Breast cancer surgery accounts for 61 percent of all surgical procedures performed on nursing home residents. Yet most of the outcome research about breast cancer focuses on younger patients with few other health issues. Little has been known about treatment outcomes in women who are older and more likely to have other medical conditions and cognitive impairment. When it comes to them, surgery may not be the best option.
“Surgery often cures the cancer, but can have a negative impact on elderly patients’ everyday activities and worsen their quality of life,” Victoria Tang, lead author of a study designed to get a better understanding of complications from breast cancer surgery among nursing home residents, said in a statement. Determining how well these women can independently perform activities of daily living (ADLs), such as getting dressed, in the weeks and months after surgery is also important.
Tang and her colleagues analyzed data from Medicare claims over a 10-year period for 5,969 women in nursing homes who underwent inpatient breast cancer surgery. The women included in the study were 67 years old and older and had lived in a nursing home for at least 90 days.“In such a frail group, the question becomes whether to proceed with surgery at all.”
“To have found that so many older, frail nursing home patients had undergone a breast cancer surgery is concerning,” Tang, an assistant professor of medicine at the University of California at San Francisco, told TheDoctor in an email.
The researchers compared preoperative and postoperative ability to perform ADLs. They also identified what patient characteristics determined 30-day and one-year mortality and functional decline, or the decline in the ability to perform ADLs in the year following surgery.
Rates for hospital readmission 30 days after surgery were high, at 16 percent overall. All-cause 30-day mortality and one-year mortality rates were also high, at 3.2 percent and 31 percent, respectively. Among those who survived one year after surgery, the rate of functional decline was 56 to 60 percent.

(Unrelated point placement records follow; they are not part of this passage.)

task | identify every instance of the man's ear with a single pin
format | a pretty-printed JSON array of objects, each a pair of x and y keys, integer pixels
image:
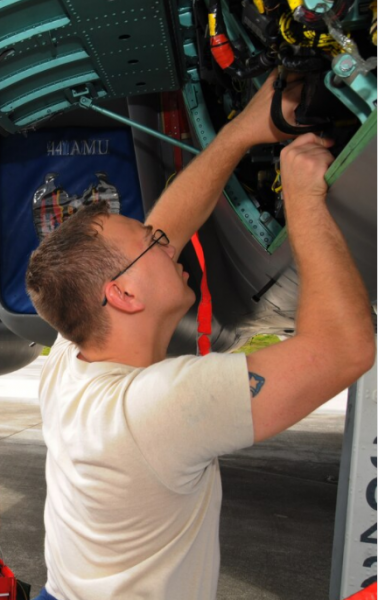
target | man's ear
[{"x": 121, "y": 299}]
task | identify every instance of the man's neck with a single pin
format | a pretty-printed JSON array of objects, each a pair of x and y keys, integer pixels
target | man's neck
[{"x": 130, "y": 347}]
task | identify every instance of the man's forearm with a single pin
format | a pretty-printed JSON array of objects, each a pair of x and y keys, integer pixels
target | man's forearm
[{"x": 193, "y": 195}]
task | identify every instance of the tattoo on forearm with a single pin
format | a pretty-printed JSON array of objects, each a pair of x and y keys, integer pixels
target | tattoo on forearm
[{"x": 256, "y": 383}]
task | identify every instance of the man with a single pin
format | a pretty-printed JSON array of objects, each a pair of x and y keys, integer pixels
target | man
[{"x": 133, "y": 486}]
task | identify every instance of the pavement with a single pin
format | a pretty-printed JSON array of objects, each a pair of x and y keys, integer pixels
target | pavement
[{"x": 278, "y": 505}]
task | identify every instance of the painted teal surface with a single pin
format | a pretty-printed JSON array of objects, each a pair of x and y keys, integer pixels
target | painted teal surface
[
  {"x": 242, "y": 204},
  {"x": 53, "y": 49},
  {"x": 360, "y": 95}
]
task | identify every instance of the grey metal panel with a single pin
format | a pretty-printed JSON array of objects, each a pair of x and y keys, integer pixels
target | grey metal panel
[
  {"x": 353, "y": 203},
  {"x": 29, "y": 327},
  {"x": 354, "y": 560}
]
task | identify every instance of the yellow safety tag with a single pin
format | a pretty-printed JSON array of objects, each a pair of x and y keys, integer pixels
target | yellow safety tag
[
  {"x": 260, "y": 6},
  {"x": 294, "y": 4},
  {"x": 212, "y": 24}
]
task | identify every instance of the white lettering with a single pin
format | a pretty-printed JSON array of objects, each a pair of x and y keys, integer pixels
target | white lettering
[
  {"x": 89, "y": 148},
  {"x": 78, "y": 148}
]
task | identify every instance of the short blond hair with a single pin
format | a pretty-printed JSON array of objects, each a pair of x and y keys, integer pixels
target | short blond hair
[{"x": 67, "y": 272}]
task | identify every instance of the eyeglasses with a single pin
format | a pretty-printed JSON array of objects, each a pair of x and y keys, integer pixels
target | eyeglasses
[{"x": 158, "y": 237}]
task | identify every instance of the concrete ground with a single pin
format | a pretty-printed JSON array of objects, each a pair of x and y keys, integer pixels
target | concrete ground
[{"x": 278, "y": 507}]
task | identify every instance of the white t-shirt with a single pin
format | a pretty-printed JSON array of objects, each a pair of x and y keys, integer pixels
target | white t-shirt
[{"x": 133, "y": 485}]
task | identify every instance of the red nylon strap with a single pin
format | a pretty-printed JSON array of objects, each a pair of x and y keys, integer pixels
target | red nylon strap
[
  {"x": 176, "y": 125},
  {"x": 222, "y": 51},
  {"x": 205, "y": 312},
  {"x": 369, "y": 593},
  {"x": 8, "y": 584}
]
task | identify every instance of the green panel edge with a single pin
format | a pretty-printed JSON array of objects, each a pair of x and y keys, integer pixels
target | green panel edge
[
  {"x": 356, "y": 145},
  {"x": 362, "y": 138}
]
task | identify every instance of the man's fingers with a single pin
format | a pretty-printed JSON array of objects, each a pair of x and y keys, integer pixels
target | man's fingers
[{"x": 311, "y": 138}]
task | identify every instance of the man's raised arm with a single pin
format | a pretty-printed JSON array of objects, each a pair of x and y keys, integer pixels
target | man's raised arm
[
  {"x": 334, "y": 342},
  {"x": 193, "y": 195}
]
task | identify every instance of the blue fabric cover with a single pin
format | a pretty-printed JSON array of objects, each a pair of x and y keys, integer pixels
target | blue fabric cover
[{"x": 75, "y": 155}]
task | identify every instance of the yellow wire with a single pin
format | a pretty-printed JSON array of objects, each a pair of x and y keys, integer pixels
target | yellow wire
[{"x": 325, "y": 41}]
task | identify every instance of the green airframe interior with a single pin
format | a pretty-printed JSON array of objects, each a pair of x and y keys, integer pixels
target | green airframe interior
[
  {"x": 53, "y": 52},
  {"x": 56, "y": 53}
]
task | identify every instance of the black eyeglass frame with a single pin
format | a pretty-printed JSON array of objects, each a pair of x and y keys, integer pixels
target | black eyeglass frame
[{"x": 155, "y": 241}]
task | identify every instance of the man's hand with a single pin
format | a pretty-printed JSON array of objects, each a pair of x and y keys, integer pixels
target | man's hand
[
  {"x": 255, "y": 120},
  {"x": 304, "y": 164}
]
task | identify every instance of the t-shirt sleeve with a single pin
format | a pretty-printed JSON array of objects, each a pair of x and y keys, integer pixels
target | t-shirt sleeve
[{"x": 186, "y": 411}]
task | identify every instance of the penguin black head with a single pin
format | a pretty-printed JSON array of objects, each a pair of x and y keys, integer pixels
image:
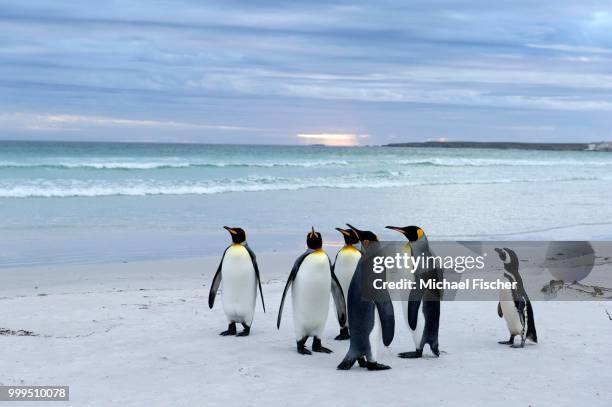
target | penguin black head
[
  {"x": 365, "y": 236},
  {"x": 238, "y": 234},
  {"x": 412, "y": 233},
  {"x": 510, "y": 259},
  {"x": 314, "y": 240},
  {"x": 350, "y": 236}
]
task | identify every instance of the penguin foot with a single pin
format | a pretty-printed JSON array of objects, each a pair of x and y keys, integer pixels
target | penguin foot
[
  {"x": 346, "y": 364},
  {"x": 343, "y": 335},
  {"x": 377, "y": 366},
  {"x": 245, "y": 332},
  {"x": 231, "y": 330},
  {"x": 411, "y": 355},
  {"x": 302, "y": 347},
  {"x": 317, "y": 347}
]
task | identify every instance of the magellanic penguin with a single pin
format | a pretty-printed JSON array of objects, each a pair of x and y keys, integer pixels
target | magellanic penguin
[
  {"x": 240, "y": 274},
  {"x": 514, "y": 305},
  {"x": 369, "y": 321},
  {"x": 422, "y": 311},
  {"x": 311, "y": 280},
  {"x": 344, "y": 268}
]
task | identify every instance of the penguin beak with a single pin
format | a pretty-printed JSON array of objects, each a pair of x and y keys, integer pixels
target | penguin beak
[
  {"x": 355, "y": 230},
  {"x": 343, "y": 231},
  {"x": 501, "y": 254},
  {"x": 232, "y": 231},
  {"x": 312, "y": 233},
  {"x": 396, "y": 228}
]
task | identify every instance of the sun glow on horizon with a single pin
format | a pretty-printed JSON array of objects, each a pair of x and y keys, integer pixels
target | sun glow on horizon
[{"x": 332, "y": 139}]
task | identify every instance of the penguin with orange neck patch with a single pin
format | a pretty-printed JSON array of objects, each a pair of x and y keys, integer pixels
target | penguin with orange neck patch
[
  {"x": 240, "y": 274},
  {"x": 344, "y": 268},
  {"x": 311, "y": 281},
  {"x": 422, "y": 311}
]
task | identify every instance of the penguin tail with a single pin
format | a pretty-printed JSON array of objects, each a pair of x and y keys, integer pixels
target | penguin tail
[
  {"x": 349, "y": 360},
  {"x": 347, "y": 363},
  {"x": 533, "y": 336}
]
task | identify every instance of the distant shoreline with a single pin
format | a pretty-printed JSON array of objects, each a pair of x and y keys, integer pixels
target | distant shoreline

Those who underwent a lumpectomy had the highest mortality rates at 30 days (8 percent) and one year (41 percent) after surgery, compared to those who underwent mastectomy or ALND. The authors said the high mortality rates for a relatively low-risk procedure were likely because the women were sicker to begin with, so they were offered a low-risk option. “In such a frail group, the question becomes whether to proceed with surgery at all,” said Tang.
Studies comparing the outcomes of surgical and nonsurgical interventions among nursing home patients are needed, the researchers believe, to better educate them about outcomes related to surgery; and so nursing home residents and their families can make more informed decisions about breast cancer treatment. Also needed are studies that look at outcomes of outpatient breast cancer surgery among nursing home residents since they are less likely to be as frail and sick.
The study and a related editorial are published in JAMA Surgery.